The goal would be to have a sufficient representation of human values using as dumb a machine as possible. This putative value-learning machine could be dumb in the way that Deep Blue was dumb, by being a hyper-specialist in the problem domain of chess/​learning human values and having very little optimization power outside of that domain. It could also be dumb in the way that evolution is dumb, obtaining satisfactory results more through an abundance of data and resources that through any particular brilliance.

Computer chess benefited immensely from 5 decades of work before Deep Blue managed to win a game against Kasparov. While many of the algorithms developed for computer chess have found applications outside of that domain, some of them are domain specific. A specialist human value learning system may also require substantial effort on domain specific problems. The history, competitive nature, and established ranking system for chess made it attractive problem for computer scientists because it was relatively easy to measure progress. Perhaps the goal for a program designed to understand human values would be that it plays a convincing game of “Would you rather?” although as far as I know no one has devised an ELO system for it.

Similarly, a relatively dumb but more general AI, may require relatively large, preferably somewhat homogeneous data sets to come to conclusions that are even acceptable. Having successive generations of AI train on the same or similar data sets could provide a useful way of tracking progress/​feedback mechanism for determining how successful various research efforts are.

The benefit of this research approach is that not only is it a relatively safe path towards a possible AGI, in the event that the speculative futures of mind-uploads and superintelligences do not take place, there’s still substantial utility in having devised a system that is capable of making correct moral decisions in limited domains. I want my self-driving car to make a much larger effort to avoid a child in the road than a plastic bag. I’d be even happier if it could distinguish between an opossum and someone’s cat.

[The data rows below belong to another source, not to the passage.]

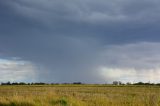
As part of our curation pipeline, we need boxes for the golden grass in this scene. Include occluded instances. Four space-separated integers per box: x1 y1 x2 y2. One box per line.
0 85 160 106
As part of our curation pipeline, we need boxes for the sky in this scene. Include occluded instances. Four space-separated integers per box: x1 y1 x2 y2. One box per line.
0 0 160 83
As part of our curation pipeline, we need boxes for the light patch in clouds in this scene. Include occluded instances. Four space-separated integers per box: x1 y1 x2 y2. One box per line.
7 0 160 24
0 59 37 82
100 67 160 83
99 42 160 83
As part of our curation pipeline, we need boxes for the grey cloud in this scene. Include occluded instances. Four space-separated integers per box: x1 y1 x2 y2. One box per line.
0 0 160 82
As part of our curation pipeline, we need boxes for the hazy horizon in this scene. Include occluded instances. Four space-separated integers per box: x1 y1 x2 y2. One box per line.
0 0 160 83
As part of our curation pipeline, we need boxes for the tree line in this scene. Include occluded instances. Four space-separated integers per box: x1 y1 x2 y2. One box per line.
1 81 160 86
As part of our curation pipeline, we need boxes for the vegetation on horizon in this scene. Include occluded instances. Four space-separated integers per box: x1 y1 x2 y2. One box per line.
0 84 160 106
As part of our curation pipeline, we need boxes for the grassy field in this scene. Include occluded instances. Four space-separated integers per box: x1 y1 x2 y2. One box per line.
0 85 160 106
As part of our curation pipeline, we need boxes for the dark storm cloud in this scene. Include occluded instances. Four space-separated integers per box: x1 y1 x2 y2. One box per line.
0 0 160 82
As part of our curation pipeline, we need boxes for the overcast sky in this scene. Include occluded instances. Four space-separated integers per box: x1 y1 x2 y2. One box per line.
0 0 160 83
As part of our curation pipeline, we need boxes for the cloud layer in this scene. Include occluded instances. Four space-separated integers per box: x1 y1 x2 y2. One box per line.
0 0 160 83
0 59 37 82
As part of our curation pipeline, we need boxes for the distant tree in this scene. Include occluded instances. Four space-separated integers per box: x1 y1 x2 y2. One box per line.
73 82 82 84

When I design research projects, one of the things I try to ensure is that if some of my assumptions are wrong, the project fails gracefully. Obviously it’s easy to love the Pascal’s Wager-like impact statement of FAI, but if I were writing it up for an NSF grant I’d put substantially more emphasis on the importance of my research even if fully human level AI isn’t invented for another 200 years. When I give the elevator pitch version of FAI, I’ve found placing a strong emphasis on the near future and referencing things people have encountered before such as computers playing jeopardy or self-driving cars makes them much more receptive to the idea of AI safety and allows me to discuss things like the potential for an unfriendly superintelligence without coming across as a crazed prophet of the end times.

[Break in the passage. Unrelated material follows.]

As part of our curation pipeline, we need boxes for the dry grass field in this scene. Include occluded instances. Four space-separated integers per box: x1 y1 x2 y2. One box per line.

I’m also just really really curious to see how well something like Watson would perform if I gave it a bunch of sociology data and asked if a human would rather find 5 dollars or stub a toe. There doesn’t seem to be a huge categorical difference between the being able to answer the Daily Double and reasoning about human preferences, but I’ve been totally wrong about intuitive jumps that seemed much smaller than that one in the past, so it’s hard to be too confident.